# Thug Brookies



## LOAH (Sep 29, 2007)

This report is complete on my blog (utahwaterlog.blogspot.com), because this forum won't allow more than 25 images per post.

Last week, my family and I went with the in-laws to the Uintas. It was my 4th week in a row fishing the Uintas.

Whitney Reservoir was fun and then we got skunked at Teapot, but ended up at Provo River Falls to finish the day. Fun trip!











This week:

Went with Brookieguy1 on Saturday to chase big brookies around. The fishing was difficult, but the right presentation got them dialed in.

Some pics of that:













More pics and full story on my blog. Please visit the Utah Water Log for more.

Happy Fishing, Humans.


----------



## Dunkem (May 8, 2012)

Man those look like footballs:!:Nice fish (of course). The falls look like they are running abit low?Nice job as always Loah8)


----------



## wyogoob (Sep 7, 2007)

way2go fellas, nice fish, great report



uh.....let me guess what lure Dave was using. :smile:



.


----------



## Jackalope (Oct 30, 2007)

Holy crap! Awesome job guy's.


----------



## Catherder (Aug 2, 2008)

Wow! those brookies have a serious obesity problem. |-O-| Nice work! 

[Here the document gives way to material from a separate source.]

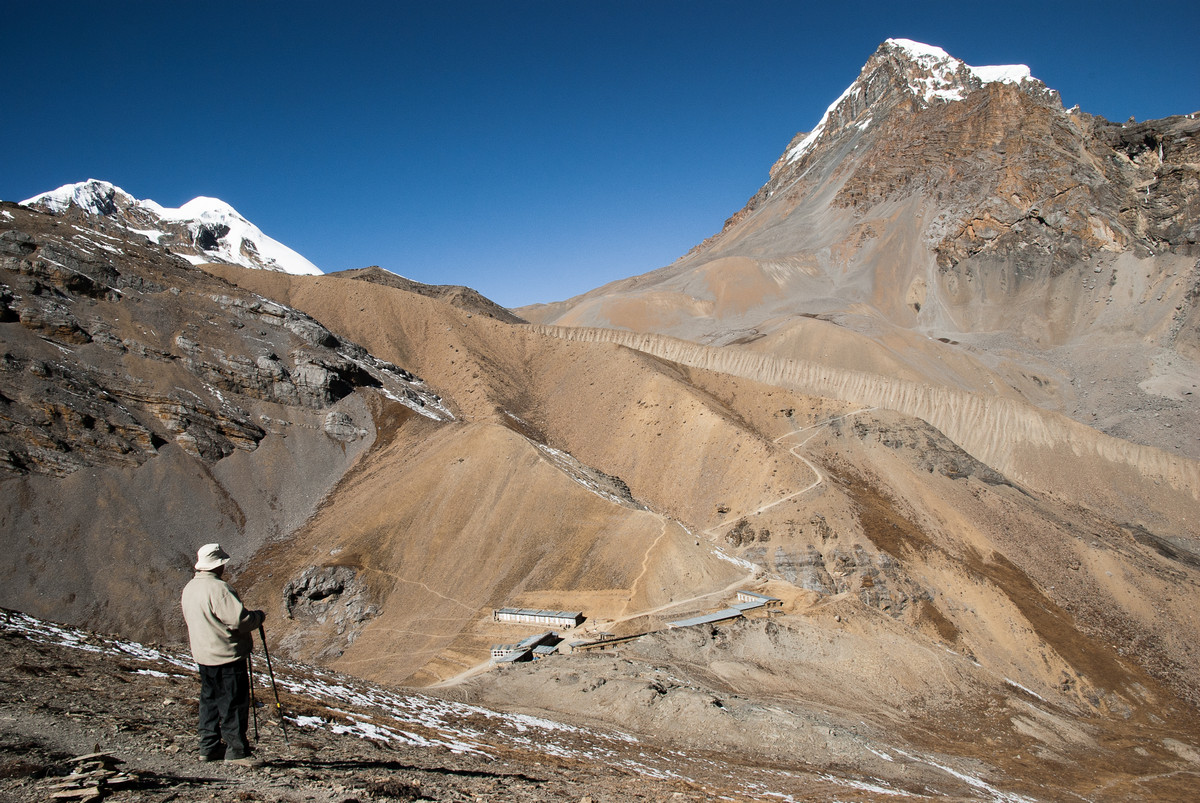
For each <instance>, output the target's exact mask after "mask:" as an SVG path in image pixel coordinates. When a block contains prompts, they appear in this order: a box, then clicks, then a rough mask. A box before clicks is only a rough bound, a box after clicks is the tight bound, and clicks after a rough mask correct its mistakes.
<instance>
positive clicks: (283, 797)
mask: <svg viewBox="0 0 1200 803" xmlns="http://www.w3.org/2000/svg"><path fill="white" fill-rule="evenodd" d="M0 666H4V667H6V669H5V671H4V672H2V673H0V799H4V801H22V802H24V801H30V802H31V801H40V802H41V801H49V799H83V801H88V799H104V801H113V802H119V801H156V802H162V803H166V802H167V801H214V799H218V801H264V802H266V801H269V802H283V801H289V802H290V801H317V802H319V803H350V802H352V801H362V802H366V801H580V802H584V801H593V802H595V803H600V802H601V801H708V799H732V801H750V799H776V801H778V799H793V801H806V799H811V801H832V799H856V801H882V799H895V796H896V795H898V792H896V791H895V790H887V789H883V787H872V785H871V784H870V783H866V781H862V780H854V779H847V778H835V777H833V775H829V774H823V775H822V774H816V773H812V774H805V773H803V772H800V773H793V772H791V771H790V769H787V768H782V767H773V768H769V767H736V766H732V765H728V763H725V762H724V761H721V760H720V756H715V755H712V756H700V755H688V756H684V755H682V754H673V753H672V751H670V750H668V749H664V748H660V747H654V745H650V744H644V743H642V742H640V741H638V739H637V738H635V737H632V736H629V735H624V733H619V732H614V731H610V732H601V731H594V730H583V729H577V727H572V726H569V725H562V724H558V723H552V721H548V720H544V719H538V718H533V717H522V715H517V714H502V713H497V712H494V711H490V709H485V708H480V707H476V706H469V705H464V703H455V702H449V701H445V700H438V699H433V697H425V696H421V695H410V694H406V693H397V691H389V690H385V689H380V688H377V687H370V685H367V684H364V683H360V682H356V681H350V679H347V678H342V677H335V676H331V675H328V673H323V672H320V671H317V670H312V669H307V667H302V666H298V665H292V664H286V665H281V664H280V661H276V665H275V670H276V676H277V681H278V688H280V690H281V699H282V706H283V711H284V712H286V717H287V741H284V738H283V731H282V730H281V727H280V725H278V720H277V719H276V717H275V712H274V699H272V697H271V696H270V690H269V688H270V687H269V682H268V677H266V667H265V665H263V663H262V659H259V660H258V661H257V663H256V666H257V670H256V671H257V673H258V675H257V689H258V691H257V700H258V703H259V706H258V733H259V753H258V755H259V757H260V759H263V761H264V763H263V766H262V767H260V768H257V769H244V768H234V767H232V766H226V765H223V763H205V762H200V761H198V760H197V756H196V753H194V749H193V748H194V736H193V723H194V717H196V705H197V701H196V694H197V690H198V682H197V679H196V677H194V670H192V669H191V666H190V661H188V659H187V657H186V655H182V654H180V653H178V652H174V651H168V649H160V648H155V647H144V646H142V645H136V643H132V642H124V641H119V640H115V639H110V637H104V636H97V635H92V634H86V633H83V631H78V630H71V629H66V628H60V627H58V625H49V624H44V623H41V622H37V621H34V619H31V618H28V617H25V616H23V615H19V613H6V615H5V616H2V617H0ZM94 754H102V759H100V760H96V759H92V760H91V761H90V762H89V761H84V762H80V761H79V757H80V756H89V755H94ZM104 756H107V757H104ZM100 765H107V766H108V767H110V768H112V771H110V772H104V771H102V769H100V768H97V767H100ZM80 767H83V768H95V769H92V773H91V775H90V779H91V783H92V784H95V783H96V781H97V780H98V778H101V777H107V779H108V780H107V783H106V784H104V785H102V786H98V787H97V786H89V785H88V779H77V777H73V775H72V772H78V769H79V768H80ZM706 767H707V769H706ZM776 790H779V791H776ZM784 790H787V791H784ZM56 796H58V797H56ZM902 796H904V797H906V798H907V799H929V797H926V796H924V795H902ZM936 797H938V798H940V799H948V798H947V797H944V796H936ZM984 797H985V798H986V797H991V796H984ZM968 798H972V799H973V796H968ZM952 799H953V798H952ZM964 799H966V798H964Z"/></svg>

I caught a good smallie 2 days ago that I thought had some heft, but those brookies, I believe, are even fatter still. Impressive!


----------



## Bscuderi (Jan 2, 2012)

Those are all absolute bruisers!!!!!


----------



## silverkitten73 (Sep 20, 2007)

Wow - nice fish pictures!


----------



## tallbuck (Apr 30, 2009)

Looks like a ton of FUN! 

Thanks for sharing


----------



## grousehunter (Sep 11, 2007)

Awesome fish!


----------